Tutorials Microservices with .NET
Introduction to CI/CD Pipelines in .NET — Complete Guide
Introduction to CI/CD Pipelines in .NET — Complete Guide: free step-by-step lesson with examples, common mistakes, and interview tips — part of Microservices with .NET on Toolliyo Academy.
On this page
Microservices with .NET · Lesson 97 of 120
Integration Testing
Beginner ✓ → Intermediate ✓ → Advanced ✓ → Professional
Professional · 4 — Real projects · ~10 min · Module 10: Observability and Testing
What is this?
Integration Testing is a key part of ShopNest Cloud-Native — your .NET microservices learning project. In plain terms: it helps Identity Service work correctly in a distributed system where each app deploys and scales on its own.
Why should you care?
You care about this when a checkout fails and you must trace it across Gateway → Order → Payment → RabbitMQ in minutes, not days.
See it live — copy this example
Create a Web API project (dotnet new webapi), paste the code, then run dotnet run.
[Fact]
public async Task PlaceOrder_Publishes_OrderPlacedEvent()
{
await using var factory = new WebApplicationFactory<Program>();
// assert message published or HTTP 201
}
Run Example »
Edit the code and click Run — like W3Schools Try it Yourself.
What happened?
- The example shows Integration Testing wired into Identity Service.
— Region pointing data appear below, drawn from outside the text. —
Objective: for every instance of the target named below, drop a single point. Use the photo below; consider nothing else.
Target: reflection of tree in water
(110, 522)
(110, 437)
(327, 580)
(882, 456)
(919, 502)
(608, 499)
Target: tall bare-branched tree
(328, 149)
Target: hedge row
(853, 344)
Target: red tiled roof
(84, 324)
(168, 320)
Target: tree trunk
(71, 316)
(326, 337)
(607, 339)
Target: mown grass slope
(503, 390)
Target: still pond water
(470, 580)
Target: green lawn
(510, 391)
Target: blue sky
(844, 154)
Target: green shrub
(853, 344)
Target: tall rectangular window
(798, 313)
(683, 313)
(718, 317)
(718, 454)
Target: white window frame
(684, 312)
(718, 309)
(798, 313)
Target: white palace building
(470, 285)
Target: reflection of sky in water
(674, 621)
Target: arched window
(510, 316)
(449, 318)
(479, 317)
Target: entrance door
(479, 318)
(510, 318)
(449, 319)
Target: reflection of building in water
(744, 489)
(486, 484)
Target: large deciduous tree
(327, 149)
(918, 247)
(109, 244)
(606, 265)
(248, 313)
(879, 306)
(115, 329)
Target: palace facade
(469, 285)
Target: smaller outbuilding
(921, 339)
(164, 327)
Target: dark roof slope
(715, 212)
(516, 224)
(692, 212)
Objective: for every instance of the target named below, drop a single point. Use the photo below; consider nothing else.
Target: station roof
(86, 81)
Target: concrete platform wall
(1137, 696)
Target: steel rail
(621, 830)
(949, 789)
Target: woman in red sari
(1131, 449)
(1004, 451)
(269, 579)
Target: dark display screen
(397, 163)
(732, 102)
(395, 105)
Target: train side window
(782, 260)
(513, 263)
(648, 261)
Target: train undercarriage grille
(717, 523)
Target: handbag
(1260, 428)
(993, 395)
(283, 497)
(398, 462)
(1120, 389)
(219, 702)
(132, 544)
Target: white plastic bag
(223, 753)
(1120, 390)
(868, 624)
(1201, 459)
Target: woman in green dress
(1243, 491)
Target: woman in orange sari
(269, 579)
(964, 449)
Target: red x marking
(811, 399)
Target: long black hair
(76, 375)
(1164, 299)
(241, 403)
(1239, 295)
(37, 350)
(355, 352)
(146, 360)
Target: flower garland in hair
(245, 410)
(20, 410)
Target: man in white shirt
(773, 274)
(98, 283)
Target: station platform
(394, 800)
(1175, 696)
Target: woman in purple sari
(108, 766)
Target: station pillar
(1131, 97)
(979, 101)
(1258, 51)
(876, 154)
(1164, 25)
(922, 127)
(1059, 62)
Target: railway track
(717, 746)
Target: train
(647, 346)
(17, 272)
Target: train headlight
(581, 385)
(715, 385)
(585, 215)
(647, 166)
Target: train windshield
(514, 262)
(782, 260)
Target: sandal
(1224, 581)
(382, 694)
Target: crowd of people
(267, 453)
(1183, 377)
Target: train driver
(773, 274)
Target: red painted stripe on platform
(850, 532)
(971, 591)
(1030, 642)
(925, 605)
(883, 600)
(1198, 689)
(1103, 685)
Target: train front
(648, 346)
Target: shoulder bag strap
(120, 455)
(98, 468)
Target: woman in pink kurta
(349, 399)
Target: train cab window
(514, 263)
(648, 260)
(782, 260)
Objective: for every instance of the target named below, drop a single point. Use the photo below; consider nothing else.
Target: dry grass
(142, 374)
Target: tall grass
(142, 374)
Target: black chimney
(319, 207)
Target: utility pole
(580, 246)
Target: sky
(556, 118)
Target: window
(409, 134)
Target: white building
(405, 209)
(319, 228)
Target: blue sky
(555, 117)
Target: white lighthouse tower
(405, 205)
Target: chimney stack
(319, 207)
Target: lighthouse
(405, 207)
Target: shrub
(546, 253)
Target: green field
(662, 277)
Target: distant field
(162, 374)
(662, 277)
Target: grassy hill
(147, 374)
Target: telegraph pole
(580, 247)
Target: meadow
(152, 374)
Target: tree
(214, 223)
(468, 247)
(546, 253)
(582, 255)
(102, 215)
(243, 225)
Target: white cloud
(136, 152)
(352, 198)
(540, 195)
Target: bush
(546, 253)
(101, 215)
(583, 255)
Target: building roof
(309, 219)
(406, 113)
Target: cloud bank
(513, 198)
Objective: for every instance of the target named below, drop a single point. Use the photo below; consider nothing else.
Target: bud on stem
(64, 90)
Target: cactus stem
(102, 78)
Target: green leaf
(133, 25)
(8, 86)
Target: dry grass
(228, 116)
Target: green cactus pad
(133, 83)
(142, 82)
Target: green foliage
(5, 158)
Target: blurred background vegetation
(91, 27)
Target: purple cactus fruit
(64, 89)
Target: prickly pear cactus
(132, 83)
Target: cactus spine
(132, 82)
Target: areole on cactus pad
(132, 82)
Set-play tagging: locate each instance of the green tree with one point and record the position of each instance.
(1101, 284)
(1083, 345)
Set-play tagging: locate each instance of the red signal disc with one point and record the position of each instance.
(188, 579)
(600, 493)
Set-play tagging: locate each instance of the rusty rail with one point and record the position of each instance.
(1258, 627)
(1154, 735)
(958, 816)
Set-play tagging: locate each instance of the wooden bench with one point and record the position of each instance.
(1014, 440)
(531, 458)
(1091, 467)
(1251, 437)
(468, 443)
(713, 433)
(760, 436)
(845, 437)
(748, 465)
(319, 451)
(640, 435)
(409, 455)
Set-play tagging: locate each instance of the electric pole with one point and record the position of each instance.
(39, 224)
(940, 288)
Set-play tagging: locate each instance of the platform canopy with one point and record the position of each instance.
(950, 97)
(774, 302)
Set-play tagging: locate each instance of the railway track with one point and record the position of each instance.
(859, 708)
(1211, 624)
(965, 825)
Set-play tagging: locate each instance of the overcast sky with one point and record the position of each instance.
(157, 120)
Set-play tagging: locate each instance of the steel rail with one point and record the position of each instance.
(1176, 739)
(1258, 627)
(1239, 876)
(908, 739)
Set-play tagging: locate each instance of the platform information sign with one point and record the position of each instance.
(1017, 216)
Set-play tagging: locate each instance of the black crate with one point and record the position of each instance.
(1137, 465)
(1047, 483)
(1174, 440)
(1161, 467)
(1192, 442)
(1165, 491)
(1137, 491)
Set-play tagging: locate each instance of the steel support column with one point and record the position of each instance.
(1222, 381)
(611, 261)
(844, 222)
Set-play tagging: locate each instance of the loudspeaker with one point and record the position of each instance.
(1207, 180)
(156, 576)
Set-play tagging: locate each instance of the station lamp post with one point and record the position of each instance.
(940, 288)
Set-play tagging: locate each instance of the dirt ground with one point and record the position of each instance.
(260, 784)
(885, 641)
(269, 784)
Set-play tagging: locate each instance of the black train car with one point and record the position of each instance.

- Read each line, run it locally, then change one setting and observe what breaks or improves.
- That is how teams learn in production too — small experiments, not big bang rewrites.
Try it yourself
- Open or create the ShopNest project area for Identity Service.
- Apply the Integration Testing pattern from the lesson example.
- Run dotnet build && dotnet run (or docker compose up when the lesson uses containers).
- Change a string or number in the example and run again — predict the output first.
- Break the code on purpose (remove a semicolon), read the compiler error, then fix it.
Remember
Integration Testing connects to Identity Service in ShopNest Cloud-Native. Practice by editing the example yourself — do not only read. Move on when you can explain this topic in your own words without looking.
Real-world: Swiggy order → restaurant → rider flow
When a customer confirms food order, events notify restaurant prep and rider dispatch. No single 30-second HTTP chain.
Outcome: Restaurant promos deploy without taking down payment processing.